Recognizing that many scholars, artists and others do work that complements our mission, CAIRNS launched its Research Fellows program in the spring of 2015. Its function is straightforward: to cultivate and support a community of people whose writings, projects, artworks and other expressions promote learning by and about American Indian peoples.

Like CAIRNS, the Research Fellows program seeks to support and connect individuals whose work deals directly with the Native nations whose ancestral lands lay within the bounds of what is now Canada and the United States. Given our geographic location, we are especially concerned with work pertaining to the Oceti Sakowin oyates and other American Indian communities in the Northern Plains.

Participate in CAIRNS Activities This could be defined as collaborating on a project, workshop, or helping out with general planning for a CAIRNS event or activity. Or, you might simply make yourself available to other Research Fellows in search of research assistance; critical feedback on a draft paper, exhibit or presentation; or simply a sharp mind with whom to bounce around a few ideas.

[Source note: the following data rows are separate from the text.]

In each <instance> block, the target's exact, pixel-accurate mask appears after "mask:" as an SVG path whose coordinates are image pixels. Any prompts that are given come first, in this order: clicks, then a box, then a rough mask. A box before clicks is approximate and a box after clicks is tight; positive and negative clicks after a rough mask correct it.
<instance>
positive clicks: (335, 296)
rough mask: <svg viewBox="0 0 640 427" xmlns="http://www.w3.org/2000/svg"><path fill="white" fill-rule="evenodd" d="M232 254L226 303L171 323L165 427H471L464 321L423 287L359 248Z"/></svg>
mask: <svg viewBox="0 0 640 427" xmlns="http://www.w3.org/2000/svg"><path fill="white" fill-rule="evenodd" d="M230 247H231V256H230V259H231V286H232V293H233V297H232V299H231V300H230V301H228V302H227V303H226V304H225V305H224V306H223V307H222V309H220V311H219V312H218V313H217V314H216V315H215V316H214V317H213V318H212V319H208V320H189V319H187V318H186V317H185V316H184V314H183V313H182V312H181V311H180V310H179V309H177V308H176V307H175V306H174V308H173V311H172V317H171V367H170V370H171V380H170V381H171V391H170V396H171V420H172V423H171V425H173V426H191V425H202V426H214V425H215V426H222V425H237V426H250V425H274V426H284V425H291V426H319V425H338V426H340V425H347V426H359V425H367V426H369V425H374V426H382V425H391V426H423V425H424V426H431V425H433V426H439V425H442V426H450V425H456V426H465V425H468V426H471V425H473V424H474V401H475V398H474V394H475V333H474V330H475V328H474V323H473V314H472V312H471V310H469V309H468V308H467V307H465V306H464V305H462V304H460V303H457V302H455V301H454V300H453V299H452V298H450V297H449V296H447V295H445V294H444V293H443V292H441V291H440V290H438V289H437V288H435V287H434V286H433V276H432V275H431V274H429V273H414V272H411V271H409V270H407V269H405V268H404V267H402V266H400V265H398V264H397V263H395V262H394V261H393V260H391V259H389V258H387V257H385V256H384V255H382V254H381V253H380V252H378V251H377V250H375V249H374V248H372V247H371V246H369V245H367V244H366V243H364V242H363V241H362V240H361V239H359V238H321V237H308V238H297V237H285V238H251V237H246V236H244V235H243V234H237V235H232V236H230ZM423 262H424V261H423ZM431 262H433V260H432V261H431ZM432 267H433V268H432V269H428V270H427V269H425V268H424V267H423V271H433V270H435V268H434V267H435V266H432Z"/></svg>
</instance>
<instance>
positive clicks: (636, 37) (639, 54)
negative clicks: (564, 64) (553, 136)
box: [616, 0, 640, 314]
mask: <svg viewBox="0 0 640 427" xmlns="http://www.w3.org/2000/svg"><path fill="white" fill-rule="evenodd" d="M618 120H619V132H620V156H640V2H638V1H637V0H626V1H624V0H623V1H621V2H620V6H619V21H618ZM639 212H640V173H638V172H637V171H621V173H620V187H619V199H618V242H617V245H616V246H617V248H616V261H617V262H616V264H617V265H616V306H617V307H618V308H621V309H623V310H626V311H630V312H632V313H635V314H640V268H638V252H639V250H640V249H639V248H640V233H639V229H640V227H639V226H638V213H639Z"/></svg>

Report on Your Work Around twice a year, each CAIRNS Research Fellow is asked to write a short (roughly 1,000 word) update about their work, explaining how it contributes to CAIRNS’ mission and/or how CAIRNS is helping them do it. These reports are released regularly and are assigned on a rotating basis. There are no set guidelines on the form or tone of the report: Research Fellows may incorporate music, art, photography and prose as they see fit.

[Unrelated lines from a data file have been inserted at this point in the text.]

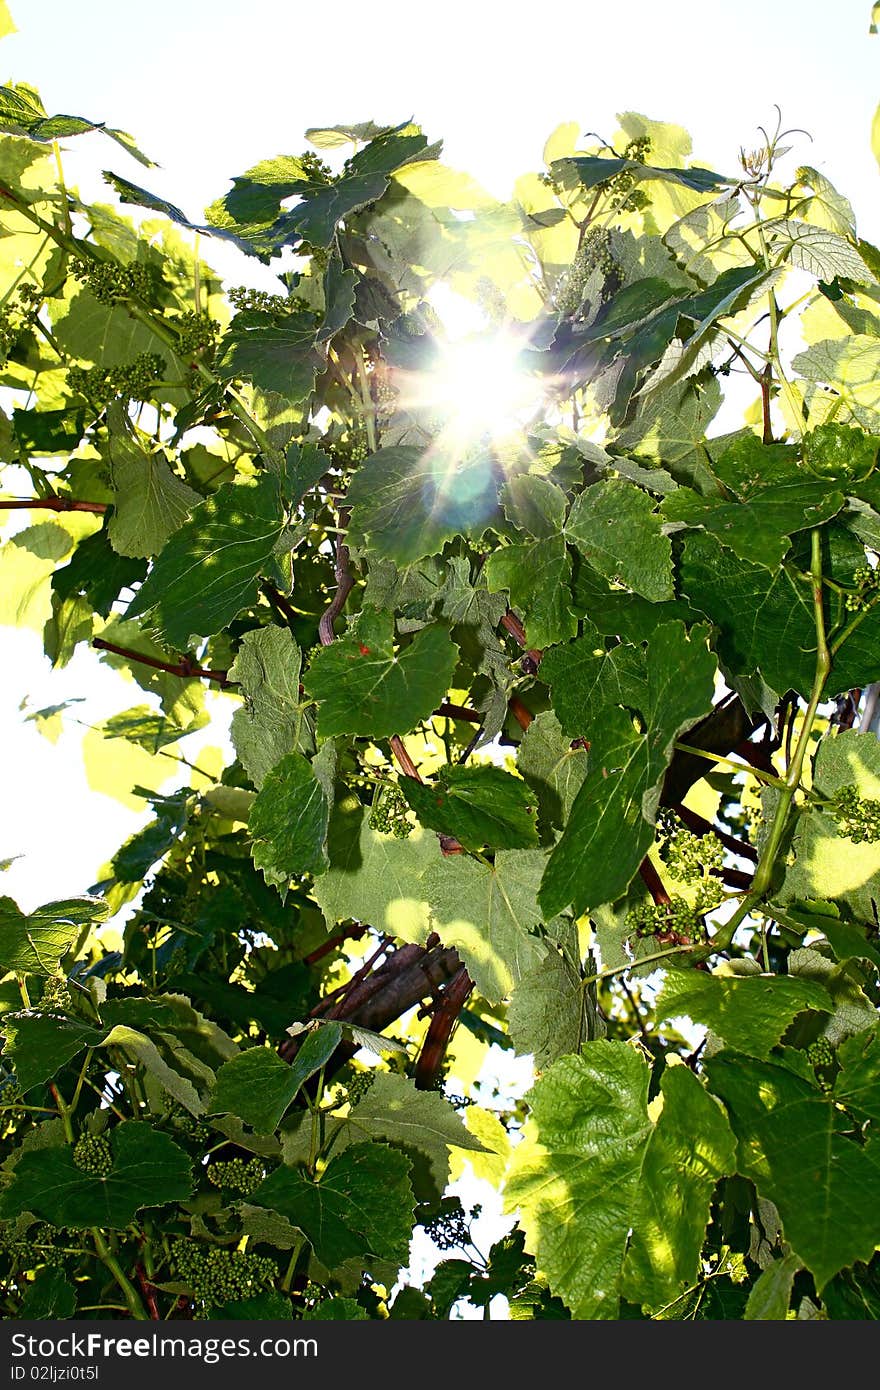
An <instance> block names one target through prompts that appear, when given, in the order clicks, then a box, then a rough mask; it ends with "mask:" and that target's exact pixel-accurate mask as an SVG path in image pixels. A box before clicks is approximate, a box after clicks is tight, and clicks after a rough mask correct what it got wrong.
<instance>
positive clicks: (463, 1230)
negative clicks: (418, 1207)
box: [424, 1197, 477, 1250]
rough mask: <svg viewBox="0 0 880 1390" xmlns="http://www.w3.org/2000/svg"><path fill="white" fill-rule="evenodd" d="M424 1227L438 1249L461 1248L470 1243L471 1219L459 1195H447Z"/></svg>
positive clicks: (440, 1249) (476, 1210)
mask: <svg viewBox="0 0 880 1390" xmlns="http://www.w3.org/2000/svg"><path fill="white" fill-rule="evenodd" d="M475 1211H477V1209H475ZM424 1229H425V1234H427V1236H430V1237H431V1240H432V1241H434V1244H435V1245H437V1247H438V1250H456V1248H457V1250H460V1248H463V1247H464V1245H467V1244H468V1243H470V1220H468V1218H467V1215H466V1213H464V1208H463V1207H462V1202H460V1201H459V1198H457V1197H445V1198H443V1200H442V1204H441V1211H439V1212H438V1213H437V1216H432V1218H431V1220H428V1222H425V1227H424Z"/></svg>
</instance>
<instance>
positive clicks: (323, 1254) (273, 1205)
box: [250, 1144, 413, 1269]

Help Select New Fellows As the CAIRNS Research Fellows program grows, we will develop a more concrete system for nominating, reviewing and selecting new Fellows. Existing Research Fellows are asked to review application materials and vote on the acceptance of a new Fellow as needed.

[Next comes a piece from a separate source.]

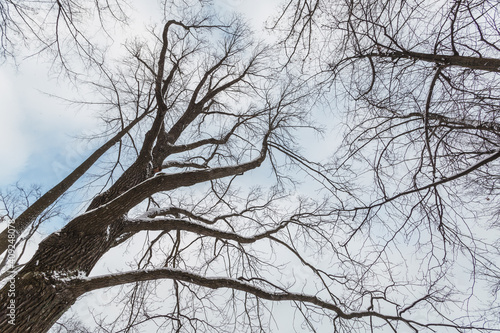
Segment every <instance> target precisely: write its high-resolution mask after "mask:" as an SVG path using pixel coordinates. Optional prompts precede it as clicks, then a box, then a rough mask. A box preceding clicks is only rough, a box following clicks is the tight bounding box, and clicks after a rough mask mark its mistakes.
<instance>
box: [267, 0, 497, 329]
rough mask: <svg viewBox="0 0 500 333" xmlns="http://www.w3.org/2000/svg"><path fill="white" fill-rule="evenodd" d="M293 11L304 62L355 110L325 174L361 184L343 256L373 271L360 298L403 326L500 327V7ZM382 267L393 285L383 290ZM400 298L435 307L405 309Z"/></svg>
mask: <svg viewBox="0 0 500 333" xmlns="http://www.w3.org/2000/svg"><path fill="white" fill-rule="evenodd" d="M284 9H285V10H284V11H283V15H282V16H280V17H279V18H278V20H277V21H276V22H277V23H276V25H275V26H274V28H276V29H278V28H280V29H282V30H284V31H286V34H285V35H284V37H283V39H282V41H283V45H284V47H285V49H286V51H287V55H288V57H289V59H290V61H293V60H297V59H299V58H301V59H300V61H302V62H303V64H304V68H306V69H308V70H311V71H312V72H314V73H316V75H318V76H320V77H322V80H323V81H322V82H323V83H326V84H325V86H326V87H327V88H328V89H330V88H332V87H333V89H334V91H335V95H334V98H337V99H338V98H343V99H344V100H345V101H346V103H345V104H346V105H347V112H346V116H345V118H344V123H345V128H346V132H345V135H344V141H343V144H342V146H341V148H340V149H339V151H338V152H337V153H336V154H335V156H334V158H333V160H332V162H331V165H330V167H329V168H325V172H324V174H325V175H327V177H328V178H330V179H334V180H335V181H336V182H339V180H341V179H343V180H344V184H350V185H348V186H349V188H348V191H349V195H350V196H351V198H350V200H349V201H347V200H343V201H342V203H341V204H340V205H339V207H338V213H339V220H340V221H341V222H339V227H340V226H341V225H343V227H341V228H342V229H343V230H345V231H346V236H345V237H344V238H343V240H341V241H340V244H341V245H342V247H341V248H342V249H344V251H346V254H347V253H349V257H350V258H352V259H353V260H356V261H357V262H359V263H360V264H362V266H363V267H364V268H360V269H359V277H360V280H359V282H358V284H357V285H356V289H355V290H357V291H358V293H359V294H370V295H371V299H372V302H374V303H377V302H386V303H389V304H393V305H394V306H395V308H394V310H395V311H396V313H399V314H403V313H408V312H411V311H415V310H417V309H419V310H420V309H425V308H429V309H432V310H431V311H433V312H434V313H437V314H438V315H439V316H442V319H443V320H444V322H448V323H450V324H456V325H457V329H458V330H460V328H458V327H459V326H462V329H463V330H467V329H470V330H473V326H475V327H476V328H478V329H479V328H481V327H491V329H493V327H498V309H499V304H498V291H499V288H498V286H499V283H498V281H500V267H499V266H498V258H499V255H500V252H499V251H498V249H499V247H498V245H499V244H498V236H499V229H498V226H499V224H498V221H499V220H498V217H499V215H498V212H499V209H498V208H499V200H500V198H499V191H498V172H496V171H495V170H497V169H498V167H499V157H500V141H499V138H500V132H499V130H500V127H499V125H500V123H499V122H498V117H499V106H498V101H499V99H500V56H499V55H500V48H499V47H500V29H499V26H498V20H496V19H495V18H496V17H498V15H499V9H498V3H497V2H496V1H482V0H481V1H460V0H458V1H437V2H436V1H399V2H394V3H393V2H385V1H377V0H368V1H322V0H318V1H315V0H314V1H307V0H306V1H287V2H286V6H285V7H284ZM304 59H305V60H304ZM305 65H307V67H306V66H305ZM331 96H332V95H328V98H331ZM360 242H361V243H362V244H364V249H363V250H362V251H360V246H359V243H360ZM412 265H415V267H418V269H417V268H415V267H413V268H414V269H415V270H418V271H413V269H412V267H411V266H412ZM377 266H381V267H379V269H380V270H381V271H385V272H386V273H387V274H388V275H389V277H388V278H387V281H385V282H382V281H380V282H378V283H375V284H373V280H374V279H378V278H377V277H376V275H377V274H376V273H375V272H376V269H375V268H376V267H377ZM360 267H361V266H360ZM398 267H399V268H398ZM401 267H407V268H406V269H401ZM373 274H375V276H374V275H373ZM461 274H462V275H461ZM361 278H362V279H361ZM405 280H406V281H407V284H406V285H405V286H404V287H403V288H401V287H402V286H403V285H404V284H405V282H403V281H405ZM362 281H364V282H362ZM363 284H366V285H363ZM409 286H413V287H409ZM358 288H359V289H358ZM398 289H400V290H399V293H401V295H404V294H405V293H406V294H408V293H415V292H416V294H420V295H421V297H417V299H416V300H414V302H409V303H406V302H405V301H403V302H401V301H400V300H396V298H397V297H394V295H395V294H398ZM401 289H405V290H406V291H403V290H401ZM420 289H423V290H420ZM409 290H412V291H409ZM418 290H420V291H418ZM388 292H391V293H393V297H391V296H390V295H389V294H388ZM476 299H480V300H481V301H477V300H476ZM405 304H406V305H405ZM372 306H376V305H375V304H373V305H372ZM379 306H380V305H379ZM464 307H467V310H466V311H464V312H461V311H459V310H460V309H463V308H464ZM454 311H459V313H460V315H458V314H457V315H456V316H454V315H453V312H454ZM461 316H464V317H461ZM459 323H461V324H459ZM477 323H479V324H477Z"/></svg>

Acknowledge and Promote CAIRNS In order to help spread the word about the good work CAIRNS and its Research Fellows do, we ask that you help promote it on your website, over social media, or in person. Or, if CAIRNS played a role in the research, writing, revision or production of a publication, exhibit, presentation or other intellectual product, we ask that you acknowledge CAIRNS when and where it is appropriate.

Can I Become a CAIRNS Research Fellow? Yes! We accept inquiries and applications on a revolving basis, so please introduce yourself and your work, and explain how it complements the CAIRNS mission. When you reach out, please consider the following questions: How is your work useful to Native communities in the Northern Plains or elsewhere, or how might you be able to help other CAIRNS Research Fellows become successful in their endeavors? How do you see yourself using CAIRNS resources, including Wingsprings? How might you help CAIRNS and the CAIRNS Research Fellows program grow?

We prefer scholars and projects whose work deals directly with the Native nations whose ancestral lands lay within the bounds of what is now Canada and the United States.

If you are interested in working with CAIRNS on a project, finding a way to make your scholarly and community-based work complement our mission, or simply wish to connect with other members of the CAIRNS community, please contact CAIRNS Research Fellow Eric Zimmer at

Because the Research Fellow program is still new, we are currently defining the program’s parameters and procedures. If you have an idea about how CAIRNS can grow, please let us know!

Research Fellows

David Everson [United States]

David W. Everson, Ph.D., is an Assistant Professor of Sociology at the University of Southern Maine. Born and raised in South Dakota, his research focuses upon American Indian rights and Native-white relations.

Sarah Hernandez [Rosebud Sioux Tribe]

Sarah Hernandez (Sicangu Lakota) is an Assistant Professor of English at South Dakota State University, and also coordinates SDSU’s American Indian Studies program. She earned her Ph.D. in English from the University of Colorado at Boulder in 2016. She is currently revising her dissertation, “Toward a Dakota Literary Tradition: Examining Dakota Literature Through the Lens of Critical Nationalism,” into a book manuscript that traces the transformation of Dakota literature from an oral to a written form.